Bandung memiliki banyak warisan budaya berbentuk karya lisan, salah satunya adalah fabel sunda. Dongeng Sasatoan, begitu masyarakat sunda menyebut cerita yang menggunakan karakter hewan sebagai pemeran ceritanya. Anak-anak di bandung pertama kali mengenal fabel melalui palajaran bahasa sunda di sekolah dasar dan para orang tua yang biasa menceritakan cerita fabel sebelum tidur. Fabel sunda saat ini semakin sulit untuk ditemukan, terbukti di tempat buku bacaan anak yang tersebar di bandung salah satunya di jl. palasari, hanya ada fabel berbahasa Indonesia dan berbahasa asing yang dijual disana. Fabel sunda biasa ditemukan di perputakan sekolah yang memang di sekolah tersebut mengajarkan tentang fabel sunda di mata pelajaran bahasa sunda saja. Ada pun fabel sunda ditemukan di buku yang menyatukan berbagai macam cerita sunda, itu pun hanya ada satu atau dua judul fabel sunda saja. Banyaknya cerita pahlawan dari luar negri sekarang ini menjadi salah satu alasan kenapa fabel sunda sudah sulit ditemukan. Para produsen cerita fabel sunda ragu untuk membuat cerita fabel sunda karena cerita-cerita yang lain mendominasi 18 pasar. Permasalahan bahasa juga menjadi kendala anak-anak enggan membaca fabel sunda, banyak bahasa sunda yang tidak dimnengerti anak-anak sehingga anak-anak kesulitan memahami isi pesan yang terkandung pada cerita fabel sunda. Para orang tua saat ini terbiasa membelikan anak-anaknya sesuatu yang berkaitan dengan pahlawan super yang sedang ramai dibicarakan saat ini. Hal ini juga menyebabkan fabel sunda dilupakan, karena para orang tua berperan sebagai orang yang dapat menyampaikan cerita fabel sunda. Fabel sunda yang umum diketahui anak-anak melalui buku cerita juga menjadi penyebab fabel sunda dilupakan. Anak-anak sudah bosan membaca buku cerita, apalagi zaman sekarang yang sudah maju dan banyak media yang dapat mengalihkan anak untuk membaca buku.

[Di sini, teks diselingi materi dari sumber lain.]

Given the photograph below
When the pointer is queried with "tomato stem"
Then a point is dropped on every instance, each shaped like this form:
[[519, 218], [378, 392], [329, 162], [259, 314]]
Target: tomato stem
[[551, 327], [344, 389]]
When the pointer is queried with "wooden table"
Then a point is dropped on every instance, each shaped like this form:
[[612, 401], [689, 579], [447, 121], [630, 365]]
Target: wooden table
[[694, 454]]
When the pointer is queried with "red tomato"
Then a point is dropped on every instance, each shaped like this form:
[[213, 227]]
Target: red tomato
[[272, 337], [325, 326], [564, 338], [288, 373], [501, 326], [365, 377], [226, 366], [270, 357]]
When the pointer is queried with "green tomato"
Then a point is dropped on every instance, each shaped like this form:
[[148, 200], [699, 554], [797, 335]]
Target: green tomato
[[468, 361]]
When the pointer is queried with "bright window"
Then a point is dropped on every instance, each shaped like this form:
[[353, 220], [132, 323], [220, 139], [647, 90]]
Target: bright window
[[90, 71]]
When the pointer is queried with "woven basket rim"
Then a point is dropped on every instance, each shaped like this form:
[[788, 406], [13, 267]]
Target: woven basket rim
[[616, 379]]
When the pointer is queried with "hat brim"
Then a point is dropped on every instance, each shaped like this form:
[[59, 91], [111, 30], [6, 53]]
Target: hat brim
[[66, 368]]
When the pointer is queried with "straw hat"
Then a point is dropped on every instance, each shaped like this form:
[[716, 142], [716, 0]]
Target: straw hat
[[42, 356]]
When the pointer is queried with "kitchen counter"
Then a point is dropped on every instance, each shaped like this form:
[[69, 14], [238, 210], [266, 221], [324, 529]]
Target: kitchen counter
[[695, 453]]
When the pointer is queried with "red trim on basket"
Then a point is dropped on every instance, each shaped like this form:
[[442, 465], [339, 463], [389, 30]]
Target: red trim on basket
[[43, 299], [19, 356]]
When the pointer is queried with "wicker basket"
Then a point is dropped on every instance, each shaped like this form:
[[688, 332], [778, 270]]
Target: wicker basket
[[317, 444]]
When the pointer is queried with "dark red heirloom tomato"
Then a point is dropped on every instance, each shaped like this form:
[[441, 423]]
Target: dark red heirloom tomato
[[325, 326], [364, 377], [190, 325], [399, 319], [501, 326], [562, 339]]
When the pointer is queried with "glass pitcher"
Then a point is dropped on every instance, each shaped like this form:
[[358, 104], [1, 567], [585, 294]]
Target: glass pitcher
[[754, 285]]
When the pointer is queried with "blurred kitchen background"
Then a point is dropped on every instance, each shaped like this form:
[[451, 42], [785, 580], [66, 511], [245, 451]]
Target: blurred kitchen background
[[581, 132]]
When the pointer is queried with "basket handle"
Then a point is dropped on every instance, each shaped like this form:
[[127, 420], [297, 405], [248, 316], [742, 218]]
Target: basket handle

II.4. Kesimpulan Analisis Fabel Sunda

Setelah meninjau hasil keseluruhan analisa dari paparan yang telah dijabarkan sebelumnya, maka dapat disimpulkan bahwa Secara umum fabel merupakan cerita yang memiliki pesan moral di setiap isi ceritanya, dengan penggunaan karakter binatang agar anak-anak lebih menyukai dan membaca fabel sebagai bahan pembelajaran tentang sifat-sifat manusia. Kebutuhan masyarakat akan suatu metode untuk memberikan pendidikan moral bagi anak-anak membuat masyarakat berpikir. Masuknya fabel ke Indonesia memberikan solusi kepada masyarakat untuk mengajarkan pendidikan moral kepada anak-anak. Dikarenakan kondisi Indonesia yang terdiri dari berbagai macam daerah, menyebabkan fabel mengalami perubahan bahasa. Hal tersebut bertujuan agar fabel dapat diterima dan dimengerti oleh anak-anak yang akan diberikan pendidikan moral. Fabel berbahasa asing, Indonesia dan juga fabel berbahasa sunda memiliki tujuan yang sama, yaitu mengajarkan tentang moral kepada anak. Namun, dalam pengisahannya cerita fabel diangkat dari budaya yang ada di daerah tersebut dengan penggunaan karakter yang khas di daerah tersebut. Maka, fabel hanya 19 dapat dibedakan dari versi saja, tidak dengan siapa yang membuat fabel tersebut. Fabel merupakan karya lisan yang disampaikan melalui lisan. Oleh karena itu, tidak dapat diketahui dengan pasti siapa pengarang cerita fabel yang terkenal di berbagai daerah di dunia. Dilihat dari hasil analisa tentang fabel sunda, minat baca anak tantang fabel sunda sudah menurun, hal ini dikarenakan berbagai macam faktor. Dari banyaknya cerita bergambar luar negeri, penyampaian cerita fabel yang hanya melalui buku cerita, bahasa sunda yang sulit dimengerti dan penggambaran cerita yang tidak jelas pada cerita fabel. Meninjau dari permasalahan yang ada, maka solusi yang dapat dilakukan adalah dengan cara menginformasikan cerita fabel sunda dan sifat-sifat karakter fabel sunda melalui media yang digemari anak-anak.